Ordinary Portland cement (OPC) has been used for centuries as a primary binding material for concrete, mortar, and stucco, but researchers at the Missouri University of Science and Technology (Missouri S&T) (Rolla, Missouri) are studying ways to potentially make concrete without using the traditional material.
Mohamed ElGawady, associate professor of civil, architectural, and environmental engineering at the school, and his students are testing mixtures of concrete made with fly ash that they believe can be stronger, more durable, and more resilient than concrete using OPC.
By using this zero-cement (ZC) concrete, the Missouri Department of Transportation (MoDOT) (Jefferson City, Missouri) can improve the durability and performance of the state’s concrete bridges and extend the service life of these bridges beyond the typical 75 years, ElGawady says. The zero-cement concrete can also improve the sustainability of the MoDOT structures, he adds.

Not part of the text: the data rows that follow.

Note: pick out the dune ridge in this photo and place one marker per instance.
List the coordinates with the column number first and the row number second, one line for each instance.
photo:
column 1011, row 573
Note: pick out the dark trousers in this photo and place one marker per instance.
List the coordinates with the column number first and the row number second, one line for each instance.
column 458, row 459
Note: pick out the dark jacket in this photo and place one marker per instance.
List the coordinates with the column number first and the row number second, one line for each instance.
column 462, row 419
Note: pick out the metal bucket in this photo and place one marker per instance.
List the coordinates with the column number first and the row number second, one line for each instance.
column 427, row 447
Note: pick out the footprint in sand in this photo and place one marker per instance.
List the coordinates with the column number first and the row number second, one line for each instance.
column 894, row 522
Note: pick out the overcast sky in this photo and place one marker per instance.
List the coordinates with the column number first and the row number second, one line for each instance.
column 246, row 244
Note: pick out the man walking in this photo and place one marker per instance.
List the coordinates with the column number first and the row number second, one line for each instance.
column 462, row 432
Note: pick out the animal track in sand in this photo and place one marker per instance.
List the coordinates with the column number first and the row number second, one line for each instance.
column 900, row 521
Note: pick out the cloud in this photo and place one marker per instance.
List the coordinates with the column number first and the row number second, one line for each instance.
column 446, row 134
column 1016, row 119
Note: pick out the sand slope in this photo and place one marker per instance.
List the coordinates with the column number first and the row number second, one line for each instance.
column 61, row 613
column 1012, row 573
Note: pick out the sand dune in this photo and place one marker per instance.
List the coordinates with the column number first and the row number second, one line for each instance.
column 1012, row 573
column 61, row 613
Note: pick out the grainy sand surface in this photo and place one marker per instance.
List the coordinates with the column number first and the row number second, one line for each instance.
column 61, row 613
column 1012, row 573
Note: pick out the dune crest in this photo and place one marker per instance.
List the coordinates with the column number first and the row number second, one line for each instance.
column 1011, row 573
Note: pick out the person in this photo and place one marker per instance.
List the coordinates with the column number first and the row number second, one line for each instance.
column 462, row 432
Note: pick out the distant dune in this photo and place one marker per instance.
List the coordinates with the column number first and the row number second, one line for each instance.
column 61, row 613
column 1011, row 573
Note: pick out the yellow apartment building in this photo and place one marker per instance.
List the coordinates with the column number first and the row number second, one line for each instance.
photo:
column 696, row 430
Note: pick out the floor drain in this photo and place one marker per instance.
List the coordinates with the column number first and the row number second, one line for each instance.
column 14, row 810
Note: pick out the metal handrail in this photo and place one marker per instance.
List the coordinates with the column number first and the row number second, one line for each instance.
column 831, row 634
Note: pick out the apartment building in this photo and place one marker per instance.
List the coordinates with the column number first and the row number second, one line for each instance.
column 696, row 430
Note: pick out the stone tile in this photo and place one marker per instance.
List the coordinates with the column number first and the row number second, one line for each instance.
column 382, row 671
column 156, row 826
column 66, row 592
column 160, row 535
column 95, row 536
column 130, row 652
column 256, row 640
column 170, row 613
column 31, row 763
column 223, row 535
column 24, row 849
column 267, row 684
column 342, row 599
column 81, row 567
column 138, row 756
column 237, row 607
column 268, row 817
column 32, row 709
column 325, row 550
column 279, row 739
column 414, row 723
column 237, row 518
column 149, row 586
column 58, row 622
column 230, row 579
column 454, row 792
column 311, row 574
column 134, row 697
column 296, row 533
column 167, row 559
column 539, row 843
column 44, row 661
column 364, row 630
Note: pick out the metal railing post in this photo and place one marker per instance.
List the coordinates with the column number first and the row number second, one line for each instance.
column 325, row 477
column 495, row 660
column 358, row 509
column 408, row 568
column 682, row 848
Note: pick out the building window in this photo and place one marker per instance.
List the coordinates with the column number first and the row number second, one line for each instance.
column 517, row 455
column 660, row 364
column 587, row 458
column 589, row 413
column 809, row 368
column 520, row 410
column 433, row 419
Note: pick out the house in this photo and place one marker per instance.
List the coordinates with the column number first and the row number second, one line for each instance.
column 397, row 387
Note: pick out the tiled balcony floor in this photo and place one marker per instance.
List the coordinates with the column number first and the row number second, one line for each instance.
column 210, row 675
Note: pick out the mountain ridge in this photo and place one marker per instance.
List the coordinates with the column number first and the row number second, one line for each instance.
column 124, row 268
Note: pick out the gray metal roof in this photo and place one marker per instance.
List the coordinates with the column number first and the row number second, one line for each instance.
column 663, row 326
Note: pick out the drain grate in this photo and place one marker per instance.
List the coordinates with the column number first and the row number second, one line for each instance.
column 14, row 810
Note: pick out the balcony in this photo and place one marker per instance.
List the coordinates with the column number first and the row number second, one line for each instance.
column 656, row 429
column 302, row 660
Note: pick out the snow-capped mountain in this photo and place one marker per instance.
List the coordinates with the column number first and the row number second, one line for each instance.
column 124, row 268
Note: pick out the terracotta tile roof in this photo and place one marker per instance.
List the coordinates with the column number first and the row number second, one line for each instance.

The mixtures developed as part of the study will allow MoDOT to use zero-cement concrete to address shrinkage cracking and freeze/thaw damage currently experienced with conventional cement-containing concrete mixtures.
“The superior durability of zero-cement fly ash means also less potential maintenance and repair,” ElGawady says.
The goal is to develop zero-cement concrete mixtures that can be used by MoDOT contractors for bridge deck and girders using locally available materials. The feasibility of using zero-cement concrete for partial depth deck and prestressed girder repair works will also be explored, according to the professor.
In the testing process, ElGawady and his students plan to produce up to 3,000 samples that use fly ash from different sources, and have varying alkaline activator properties and concentrations, curing temperatures, curing times, and water content.
Conventional concrete formulations use OPC alone, or a mixture of OPC and fly ash, as the main binding material. This involves a slow hydration process for the OPC/fly ash mixture, ElGawady says. Conventional concrete also requires curing, he notes, adding that it typically takes 28 days for conventional concrete to reach its compressive strength.
Differences of Zero-Cement Concrete
Zero-cement concrete, however, combines an alumina-silica rich material such as fly ash, calcined clay, mine tailings, or blast furnace slag with an alkali activator like sodium hydroxide (NaOH), sodium silicate (Na2SiO3), potassium hydroxide (KOH), or potassium silicate (K2O3Si). This zero-cement concrete incorporates a substantially quicker chemical process, ElGawady says, where the alkaline liquid polymerizes the fly ash. This, in turn, creates a new, three-dimensional inorganic polymeric chain with enhanced strength.
In all, zero-cement concrete reaches its compressive strength in less than 24 hours—compared to the 28-to-56 days often needed in the case of conventional or high-volume fly ash concrete.
Other benefits of zero-cement concrete include high resistance to freeze/thaw, corrosion, elevated temperatures, fire, salt, and acid or alkaline environments, according to the professor, who adds that zero-cement also shows very low permeability and high tensile strength.
As a result, ElGawady believes zero-cement is more durable than conventional concrete. Moreover, he says research from the Alaska Department of Housing (Anchorage, Alaska) has shown that making zero-cement can be cheaper or equal to the price of conventional concrete.
Further Research Ahead
Looking ahead, further research from the professor’s team is planned to investigate the production of zero-cement concrete with locally sourced materials to determine the best practice to produce zero-cement concrete without jeopardizing its strength. The effects of zero-cement concrete on the bond between concrete and rebar will also be investigated, he says.
In addition, because zero-cement concrete could be used for retrofitting purposes, ElGawady plans to try to determine the cohesion and friction between existing OPC concrete and zero-cement concrete.